Damien Aspe has developed a practice of installations featuring, alongside a plaster wall, an engraving machine that reproduces, to the scale of the wall, the engraving found on a mussel shell in Java, reputed to date back 500.000 years. The odd, irregular zig-zag that it gouges out of the white surface might seem to us to be a lyrical feat reminiscent of abstract expressionism or, more simply, enraged graffiti and its ablation from the wall. That relatively sophisticated machinery is at work here leads us to think that these lines don’t spring out of nowhere. They are indeed the reproduction of an action that one might call antediluvian, in biblical terms. So it seems that the distant ancestor, the homo erectus who one day grasped the mussel shell to engrave this line that brings to mind a seismographical measure gone wild, might be saluting us in silence through this technico-digital device that transposes into the artistic arena the image in that mute message.

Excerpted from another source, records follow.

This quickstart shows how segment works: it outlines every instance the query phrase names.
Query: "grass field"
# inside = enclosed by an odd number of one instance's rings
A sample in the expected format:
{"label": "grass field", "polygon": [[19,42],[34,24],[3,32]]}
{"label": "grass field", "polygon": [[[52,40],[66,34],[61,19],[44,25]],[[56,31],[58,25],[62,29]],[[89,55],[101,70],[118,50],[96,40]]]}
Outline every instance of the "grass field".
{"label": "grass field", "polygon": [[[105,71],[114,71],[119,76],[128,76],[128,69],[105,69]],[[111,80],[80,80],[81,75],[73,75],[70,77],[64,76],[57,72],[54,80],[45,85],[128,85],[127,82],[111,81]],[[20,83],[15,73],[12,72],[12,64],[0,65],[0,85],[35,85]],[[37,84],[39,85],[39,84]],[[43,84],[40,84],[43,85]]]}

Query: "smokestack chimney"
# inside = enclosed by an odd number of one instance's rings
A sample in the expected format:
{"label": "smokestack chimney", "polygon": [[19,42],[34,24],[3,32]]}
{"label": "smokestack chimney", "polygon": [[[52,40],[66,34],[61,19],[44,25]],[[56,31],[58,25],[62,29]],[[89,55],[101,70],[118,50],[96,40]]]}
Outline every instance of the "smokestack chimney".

This work by Damien Aspe not only produces, therefore, a wall drawing in negative, but also invites us thereby to walk in the footsteps of the "first humans," to reproduce the enigmatic squiggle by which we have come to remember them as accomplished humans, by dint of a symbolic existence that spared them radical disappearance. What we now call art relies on that initial experience and on what it says about who we are: beings whose mere biological life-span is no limit.
Born in 1973 in Toulouse, Damien Aspe lives and works between Toulouse and Paris. His work has been shown at the China Museum of Digital Arts (Beijing, 2015), K11 Art Foundation (Hong Kong, 2014), Gaîté Lyrique (Paris, 2012, Centre Pompidou (Paris, 2009 and 2008), Les Abattoirs, Musée – Frac Occitanie Toulouse (2007), and Mamco (Geneva, 2004).